Blackmon goes into detail on pipeline challenges from the East Coast, to the Dakotas, to the bayous of Louisiana. Tactics have escalated against specific projects in some areas, while are seemingly counterintuitive in others. In Minnesota, for example, protesters of Enbridge’s Line 3 blocked a bridge for several hours. However, there is no Line 3-related construction going on anywhere in the state. In Louisiana, landowners filed a suit to halt the construction of Bayou Bridge, questioning the developer’s ability to build on private land under the state’s expropriation law. These are just a couple instances of the mounting hurdles much-needed pipelines are facing. Blackmon emphasizes the need for the continued expansion of modern energy infrastructure, stating:

All of this is so counterproductive and frankly, ill-advised. These pipelines are without question the safest, most efficient and most environmentally-friendly way to move oil and natural gas to the markets they serve, and the demand for the products they transport is strong and growing stronger. While all of these pipelines will ultimately end up being completed, time is money in the midstream business, and these delays and work stoppages only serve to raise the cost of energy for everyone, while doing little if anything to protect the environment.
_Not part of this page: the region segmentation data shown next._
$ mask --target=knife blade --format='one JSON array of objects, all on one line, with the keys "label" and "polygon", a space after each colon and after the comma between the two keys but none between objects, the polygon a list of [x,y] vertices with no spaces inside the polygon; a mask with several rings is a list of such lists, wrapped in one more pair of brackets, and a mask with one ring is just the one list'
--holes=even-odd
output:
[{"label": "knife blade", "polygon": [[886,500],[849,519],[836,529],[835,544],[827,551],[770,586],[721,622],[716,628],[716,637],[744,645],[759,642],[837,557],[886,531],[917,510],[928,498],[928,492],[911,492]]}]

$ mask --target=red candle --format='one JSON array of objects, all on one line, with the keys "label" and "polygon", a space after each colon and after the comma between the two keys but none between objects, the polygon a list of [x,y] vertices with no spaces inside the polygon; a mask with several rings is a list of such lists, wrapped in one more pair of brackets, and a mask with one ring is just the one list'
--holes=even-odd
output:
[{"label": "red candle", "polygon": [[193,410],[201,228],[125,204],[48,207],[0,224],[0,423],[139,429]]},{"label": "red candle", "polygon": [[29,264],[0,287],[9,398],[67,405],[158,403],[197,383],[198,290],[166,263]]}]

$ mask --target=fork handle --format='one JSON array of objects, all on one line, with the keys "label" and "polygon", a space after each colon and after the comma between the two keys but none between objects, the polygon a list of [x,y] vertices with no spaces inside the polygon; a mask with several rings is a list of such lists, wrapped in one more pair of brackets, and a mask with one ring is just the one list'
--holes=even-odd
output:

Simply put, the reality is the US needs an extensive, and reliable, network of pipelines in order to safely and efficiently deliver energy products to consumer markets around the country. Many environmental activists have continued to ignore the facts, including the impressive safety ratings of pipelines and considering the riskier alternative transport options. Having been unsuccessful in their efforts to “keep it in the ground,” activists have directed their efforts toward preventing the means of safely transporting it to market.

GAIN echoes Blackmon’s assertion that the US needs strong energy infrastructure. It is time for US officials to promote investment in our critical infrastructure and ensure safe and timely completion of our pipelines.